Spinner received that guidance, according to administration officials, because his wife's law firm represented Solyndra. His wife did not receive any profits from the law firm's work for Solyndra, according to the administration officials, and Spinner himself was not directly involved in the negotiations and was instead pressing other officials to simply make a decision so that they could decide on a roll-out event. 

But the new emails show that Spinner was very aggressively pushing for a decision to be made on the original Solyndra loan in early 2009. 

One email showed Spinner complaining about another official: "How hard is this?
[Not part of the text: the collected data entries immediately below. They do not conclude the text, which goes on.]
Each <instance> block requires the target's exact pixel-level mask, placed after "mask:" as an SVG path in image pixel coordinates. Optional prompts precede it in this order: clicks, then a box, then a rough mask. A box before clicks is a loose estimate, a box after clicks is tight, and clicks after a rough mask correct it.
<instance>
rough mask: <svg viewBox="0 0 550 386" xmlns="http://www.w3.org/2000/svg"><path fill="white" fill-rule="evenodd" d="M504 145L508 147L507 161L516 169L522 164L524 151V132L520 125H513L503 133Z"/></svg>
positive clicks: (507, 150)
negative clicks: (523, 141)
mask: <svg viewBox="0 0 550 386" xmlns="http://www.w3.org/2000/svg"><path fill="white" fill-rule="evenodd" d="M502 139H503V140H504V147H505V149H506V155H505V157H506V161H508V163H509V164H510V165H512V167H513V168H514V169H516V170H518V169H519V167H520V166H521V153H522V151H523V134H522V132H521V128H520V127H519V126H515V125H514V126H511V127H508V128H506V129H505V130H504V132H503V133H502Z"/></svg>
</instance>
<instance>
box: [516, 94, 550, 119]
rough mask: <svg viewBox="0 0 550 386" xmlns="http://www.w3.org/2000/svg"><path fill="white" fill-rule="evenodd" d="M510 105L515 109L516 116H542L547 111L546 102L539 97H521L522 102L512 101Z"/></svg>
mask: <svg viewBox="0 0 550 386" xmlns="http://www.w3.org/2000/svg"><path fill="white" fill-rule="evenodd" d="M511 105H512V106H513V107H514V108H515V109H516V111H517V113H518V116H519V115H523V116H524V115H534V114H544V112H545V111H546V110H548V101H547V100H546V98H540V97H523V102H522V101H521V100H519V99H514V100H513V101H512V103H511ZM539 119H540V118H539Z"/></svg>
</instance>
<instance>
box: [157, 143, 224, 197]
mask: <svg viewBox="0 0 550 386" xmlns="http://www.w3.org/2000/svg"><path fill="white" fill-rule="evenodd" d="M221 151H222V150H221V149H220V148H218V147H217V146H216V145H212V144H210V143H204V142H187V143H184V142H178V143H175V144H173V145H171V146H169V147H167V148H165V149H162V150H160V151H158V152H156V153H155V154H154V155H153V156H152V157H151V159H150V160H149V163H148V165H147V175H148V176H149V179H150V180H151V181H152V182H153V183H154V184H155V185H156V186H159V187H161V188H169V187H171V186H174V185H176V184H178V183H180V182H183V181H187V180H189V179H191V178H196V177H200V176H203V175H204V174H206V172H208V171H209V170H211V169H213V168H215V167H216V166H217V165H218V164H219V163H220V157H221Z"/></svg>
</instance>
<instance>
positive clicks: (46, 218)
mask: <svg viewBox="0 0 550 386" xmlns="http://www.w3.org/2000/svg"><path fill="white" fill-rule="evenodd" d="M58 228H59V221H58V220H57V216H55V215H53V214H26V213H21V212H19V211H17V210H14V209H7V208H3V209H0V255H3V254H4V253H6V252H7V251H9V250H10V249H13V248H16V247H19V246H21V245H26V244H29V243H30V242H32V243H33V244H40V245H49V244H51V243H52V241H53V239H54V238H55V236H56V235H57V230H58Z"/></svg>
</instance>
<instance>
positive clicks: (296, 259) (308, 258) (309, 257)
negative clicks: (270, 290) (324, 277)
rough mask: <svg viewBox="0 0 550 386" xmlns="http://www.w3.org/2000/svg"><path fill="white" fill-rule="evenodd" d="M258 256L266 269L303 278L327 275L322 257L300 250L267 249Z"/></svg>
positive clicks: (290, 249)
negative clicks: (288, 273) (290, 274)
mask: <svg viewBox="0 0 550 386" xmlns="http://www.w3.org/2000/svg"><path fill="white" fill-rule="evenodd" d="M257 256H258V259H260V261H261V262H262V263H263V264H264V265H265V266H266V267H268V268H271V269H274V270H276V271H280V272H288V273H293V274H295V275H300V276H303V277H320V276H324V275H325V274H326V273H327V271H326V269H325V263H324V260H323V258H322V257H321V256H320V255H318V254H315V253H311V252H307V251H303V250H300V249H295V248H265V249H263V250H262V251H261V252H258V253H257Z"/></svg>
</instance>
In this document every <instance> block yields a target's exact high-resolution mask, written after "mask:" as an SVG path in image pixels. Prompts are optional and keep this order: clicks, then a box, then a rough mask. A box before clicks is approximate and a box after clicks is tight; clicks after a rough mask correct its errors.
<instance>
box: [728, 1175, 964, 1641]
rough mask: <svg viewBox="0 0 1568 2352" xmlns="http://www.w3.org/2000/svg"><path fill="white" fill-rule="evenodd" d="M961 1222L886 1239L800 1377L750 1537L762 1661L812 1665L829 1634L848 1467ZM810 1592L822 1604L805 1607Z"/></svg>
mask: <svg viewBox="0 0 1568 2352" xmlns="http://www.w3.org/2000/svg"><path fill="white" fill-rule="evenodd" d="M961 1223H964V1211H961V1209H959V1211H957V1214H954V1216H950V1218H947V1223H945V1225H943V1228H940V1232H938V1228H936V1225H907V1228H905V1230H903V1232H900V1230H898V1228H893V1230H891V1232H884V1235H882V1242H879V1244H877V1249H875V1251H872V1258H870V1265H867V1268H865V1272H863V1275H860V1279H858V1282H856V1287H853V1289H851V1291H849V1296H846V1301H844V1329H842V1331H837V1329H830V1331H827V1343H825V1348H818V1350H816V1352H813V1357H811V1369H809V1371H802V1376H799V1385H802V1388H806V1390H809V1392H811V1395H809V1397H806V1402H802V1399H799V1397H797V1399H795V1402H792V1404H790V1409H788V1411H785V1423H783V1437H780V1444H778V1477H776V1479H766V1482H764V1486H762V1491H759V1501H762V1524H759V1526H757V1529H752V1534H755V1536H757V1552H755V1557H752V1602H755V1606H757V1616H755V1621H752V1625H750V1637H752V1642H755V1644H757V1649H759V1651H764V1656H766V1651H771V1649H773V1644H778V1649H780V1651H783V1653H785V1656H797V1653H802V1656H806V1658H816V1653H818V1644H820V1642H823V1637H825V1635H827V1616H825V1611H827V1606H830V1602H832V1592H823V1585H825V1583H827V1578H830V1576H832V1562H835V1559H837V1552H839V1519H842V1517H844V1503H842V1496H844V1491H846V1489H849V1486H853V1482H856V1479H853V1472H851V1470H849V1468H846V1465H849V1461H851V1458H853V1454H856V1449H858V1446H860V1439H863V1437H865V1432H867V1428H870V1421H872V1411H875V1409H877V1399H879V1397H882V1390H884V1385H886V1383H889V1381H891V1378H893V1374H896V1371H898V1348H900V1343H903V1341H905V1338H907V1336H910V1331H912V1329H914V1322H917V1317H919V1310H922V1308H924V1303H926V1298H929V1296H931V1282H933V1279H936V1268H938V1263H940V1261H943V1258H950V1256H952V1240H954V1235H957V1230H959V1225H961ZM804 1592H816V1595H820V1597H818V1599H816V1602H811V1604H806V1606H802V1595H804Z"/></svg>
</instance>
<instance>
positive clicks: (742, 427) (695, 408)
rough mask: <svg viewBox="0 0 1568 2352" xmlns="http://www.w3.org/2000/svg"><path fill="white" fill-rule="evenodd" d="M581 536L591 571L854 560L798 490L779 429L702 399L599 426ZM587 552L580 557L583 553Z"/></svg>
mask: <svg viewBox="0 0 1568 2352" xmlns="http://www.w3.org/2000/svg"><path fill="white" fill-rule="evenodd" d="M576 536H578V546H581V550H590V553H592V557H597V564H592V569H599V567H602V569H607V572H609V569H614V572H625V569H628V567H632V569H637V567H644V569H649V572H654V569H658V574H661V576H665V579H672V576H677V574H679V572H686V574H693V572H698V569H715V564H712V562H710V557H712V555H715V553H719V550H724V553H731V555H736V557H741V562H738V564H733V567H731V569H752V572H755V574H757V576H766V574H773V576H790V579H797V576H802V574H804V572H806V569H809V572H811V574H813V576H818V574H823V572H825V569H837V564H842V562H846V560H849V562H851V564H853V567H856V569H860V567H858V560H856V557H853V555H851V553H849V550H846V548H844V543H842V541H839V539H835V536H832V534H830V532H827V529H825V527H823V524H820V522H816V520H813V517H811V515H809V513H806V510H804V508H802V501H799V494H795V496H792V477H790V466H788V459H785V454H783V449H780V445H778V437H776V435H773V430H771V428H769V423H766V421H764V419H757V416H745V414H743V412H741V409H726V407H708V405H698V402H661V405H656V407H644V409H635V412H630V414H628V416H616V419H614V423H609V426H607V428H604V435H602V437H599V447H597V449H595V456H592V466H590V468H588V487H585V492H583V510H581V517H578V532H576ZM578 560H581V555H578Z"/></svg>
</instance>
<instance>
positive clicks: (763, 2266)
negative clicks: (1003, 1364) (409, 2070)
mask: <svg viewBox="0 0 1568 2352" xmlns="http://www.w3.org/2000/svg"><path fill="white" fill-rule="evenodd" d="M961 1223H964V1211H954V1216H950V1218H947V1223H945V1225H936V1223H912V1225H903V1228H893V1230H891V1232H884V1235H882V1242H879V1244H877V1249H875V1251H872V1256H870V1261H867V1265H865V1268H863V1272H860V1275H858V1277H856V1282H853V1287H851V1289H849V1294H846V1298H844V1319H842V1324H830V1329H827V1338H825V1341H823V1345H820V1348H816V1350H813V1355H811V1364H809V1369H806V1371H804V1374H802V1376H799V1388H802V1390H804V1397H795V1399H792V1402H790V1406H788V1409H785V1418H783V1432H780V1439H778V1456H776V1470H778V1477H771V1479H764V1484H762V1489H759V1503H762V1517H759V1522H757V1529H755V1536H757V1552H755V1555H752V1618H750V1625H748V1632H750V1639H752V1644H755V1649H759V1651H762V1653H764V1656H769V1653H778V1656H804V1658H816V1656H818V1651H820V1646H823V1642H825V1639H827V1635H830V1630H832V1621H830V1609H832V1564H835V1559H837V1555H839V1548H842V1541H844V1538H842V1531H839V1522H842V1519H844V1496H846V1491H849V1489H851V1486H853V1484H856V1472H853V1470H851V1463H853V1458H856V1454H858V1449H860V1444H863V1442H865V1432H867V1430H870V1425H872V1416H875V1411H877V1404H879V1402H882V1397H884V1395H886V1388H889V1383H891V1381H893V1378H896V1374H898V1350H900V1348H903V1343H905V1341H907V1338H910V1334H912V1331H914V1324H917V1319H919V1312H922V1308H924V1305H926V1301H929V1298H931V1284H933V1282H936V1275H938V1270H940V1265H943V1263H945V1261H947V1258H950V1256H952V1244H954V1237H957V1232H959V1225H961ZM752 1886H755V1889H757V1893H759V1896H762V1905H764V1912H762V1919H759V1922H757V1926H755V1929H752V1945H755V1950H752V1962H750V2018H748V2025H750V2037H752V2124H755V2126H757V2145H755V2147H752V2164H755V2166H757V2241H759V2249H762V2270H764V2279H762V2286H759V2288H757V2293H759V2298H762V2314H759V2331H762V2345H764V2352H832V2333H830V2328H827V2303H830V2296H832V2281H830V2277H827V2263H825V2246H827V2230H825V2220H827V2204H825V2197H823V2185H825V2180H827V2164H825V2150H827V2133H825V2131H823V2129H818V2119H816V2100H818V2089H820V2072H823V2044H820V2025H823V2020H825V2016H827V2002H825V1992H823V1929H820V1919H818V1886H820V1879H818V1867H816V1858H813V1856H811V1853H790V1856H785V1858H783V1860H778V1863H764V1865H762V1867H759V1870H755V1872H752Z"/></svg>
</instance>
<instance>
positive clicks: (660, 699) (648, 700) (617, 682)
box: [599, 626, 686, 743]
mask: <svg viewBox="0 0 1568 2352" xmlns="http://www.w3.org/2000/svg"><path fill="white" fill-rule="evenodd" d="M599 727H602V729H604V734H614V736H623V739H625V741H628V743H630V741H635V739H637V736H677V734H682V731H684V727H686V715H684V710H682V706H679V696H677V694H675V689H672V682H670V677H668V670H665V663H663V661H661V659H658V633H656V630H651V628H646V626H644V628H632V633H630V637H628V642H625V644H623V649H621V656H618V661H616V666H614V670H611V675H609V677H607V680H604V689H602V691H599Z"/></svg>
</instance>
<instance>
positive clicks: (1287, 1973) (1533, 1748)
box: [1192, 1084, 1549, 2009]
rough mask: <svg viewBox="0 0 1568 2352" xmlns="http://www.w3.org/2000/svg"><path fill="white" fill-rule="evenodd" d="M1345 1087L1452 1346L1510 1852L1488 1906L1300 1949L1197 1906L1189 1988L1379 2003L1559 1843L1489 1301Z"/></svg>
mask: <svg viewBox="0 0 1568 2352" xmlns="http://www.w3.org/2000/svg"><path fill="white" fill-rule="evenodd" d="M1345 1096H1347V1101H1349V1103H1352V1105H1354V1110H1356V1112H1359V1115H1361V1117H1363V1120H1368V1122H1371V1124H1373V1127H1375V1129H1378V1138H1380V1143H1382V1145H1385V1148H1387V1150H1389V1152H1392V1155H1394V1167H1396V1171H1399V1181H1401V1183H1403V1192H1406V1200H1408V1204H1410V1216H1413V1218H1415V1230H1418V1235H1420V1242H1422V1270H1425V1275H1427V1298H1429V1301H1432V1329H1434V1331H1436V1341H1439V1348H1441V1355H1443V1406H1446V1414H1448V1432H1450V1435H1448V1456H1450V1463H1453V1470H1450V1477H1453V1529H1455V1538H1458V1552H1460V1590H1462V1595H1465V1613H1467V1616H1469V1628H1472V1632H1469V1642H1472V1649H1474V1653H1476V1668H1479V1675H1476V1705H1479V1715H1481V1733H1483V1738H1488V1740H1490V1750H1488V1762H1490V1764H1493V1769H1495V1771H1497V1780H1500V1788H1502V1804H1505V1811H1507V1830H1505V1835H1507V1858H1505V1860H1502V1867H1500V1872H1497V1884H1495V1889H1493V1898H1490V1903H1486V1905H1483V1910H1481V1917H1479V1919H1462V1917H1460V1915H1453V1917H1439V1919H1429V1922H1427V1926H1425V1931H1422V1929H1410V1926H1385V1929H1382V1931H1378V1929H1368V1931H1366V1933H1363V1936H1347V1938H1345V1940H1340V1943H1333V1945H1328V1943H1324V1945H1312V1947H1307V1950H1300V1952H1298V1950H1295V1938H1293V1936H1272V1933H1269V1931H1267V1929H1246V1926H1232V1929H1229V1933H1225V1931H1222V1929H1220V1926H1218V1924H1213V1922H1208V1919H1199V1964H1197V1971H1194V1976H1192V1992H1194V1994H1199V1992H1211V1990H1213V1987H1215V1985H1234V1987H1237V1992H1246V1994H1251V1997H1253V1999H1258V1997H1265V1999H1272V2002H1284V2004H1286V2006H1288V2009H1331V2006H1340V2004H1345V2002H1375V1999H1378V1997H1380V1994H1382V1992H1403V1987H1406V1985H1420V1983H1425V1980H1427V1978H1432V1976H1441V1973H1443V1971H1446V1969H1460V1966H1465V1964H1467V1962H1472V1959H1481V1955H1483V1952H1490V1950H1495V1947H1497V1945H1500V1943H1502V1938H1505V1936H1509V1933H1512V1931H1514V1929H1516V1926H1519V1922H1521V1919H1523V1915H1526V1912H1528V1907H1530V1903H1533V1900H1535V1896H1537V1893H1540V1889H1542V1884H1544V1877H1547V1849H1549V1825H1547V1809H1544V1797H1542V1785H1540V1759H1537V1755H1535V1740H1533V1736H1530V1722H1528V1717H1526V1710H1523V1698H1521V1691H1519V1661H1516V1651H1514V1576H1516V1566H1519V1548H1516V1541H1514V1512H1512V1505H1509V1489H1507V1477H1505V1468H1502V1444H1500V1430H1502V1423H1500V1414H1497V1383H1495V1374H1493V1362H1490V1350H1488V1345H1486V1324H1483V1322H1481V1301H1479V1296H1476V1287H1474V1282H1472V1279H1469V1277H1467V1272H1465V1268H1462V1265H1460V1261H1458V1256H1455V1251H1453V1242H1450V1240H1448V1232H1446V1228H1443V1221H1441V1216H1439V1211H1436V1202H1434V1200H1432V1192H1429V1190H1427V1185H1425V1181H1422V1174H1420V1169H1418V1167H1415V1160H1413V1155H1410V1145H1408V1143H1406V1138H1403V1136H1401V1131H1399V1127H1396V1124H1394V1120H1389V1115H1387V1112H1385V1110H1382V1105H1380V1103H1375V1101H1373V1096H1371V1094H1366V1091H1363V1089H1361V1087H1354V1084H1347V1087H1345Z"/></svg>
What is he waiting for?" 

Other emails showed Spinner writing "I have OVP (the office of the Vice President) and WH (the White House) breathing down my neck on this." 

"Hopefully this might spur (the Office of Mangement and Budget) a little faster to help the closing," Spinner wrote in another email. 

Spinner was also talking about a "big event" with "golden shovels, bulldozers, hardhats, etc" at Solyndra headquarters in California to showcase the groundbreaking, according to the emails. 

Other emails refer to Ron Klain, then Vice President Biden's chief of staff, suggesting that then-White House Chief of Staff Rahm Emanuel wanted President Obama himself to appear at the groundbreaking. 

"Ron said this morning that the POTUS definitely wants to do this (or Rahm definitely wants the POTUS to do this ?)," one White House official wrote on Aug. 17, 2009, referring to the president by a common Beltway acronym. 

In the end, the loan was approved, but Obama did not go to the groundbreaking on Sept. 4, 2009. Instead Biden appeared via satellite. 

Another big point in the new emails is that administration officials told the Energy Department in early 2011 that they should consult with the Justice Department before restructuring Solyndra's loan in a way that put private investors ahead of taxpayers in case of a bankruptcy. 

But the emails show that lawyers at the Energy Department moved ahead with the restructuring in February 2011 without ever consulting with the Justice Department. Private investors put up another $150 million in capital, and half of it was put to the front of the line ahead of taxpayers receiving their money in case of a failure. 

"In February, we requested in writing that DOE seek the Department of Justice's approval of any proposed restructuring," Treasury official Mary Miller wrote on Aug. 17, 2011, to Zients. "To our knowledge that never happened."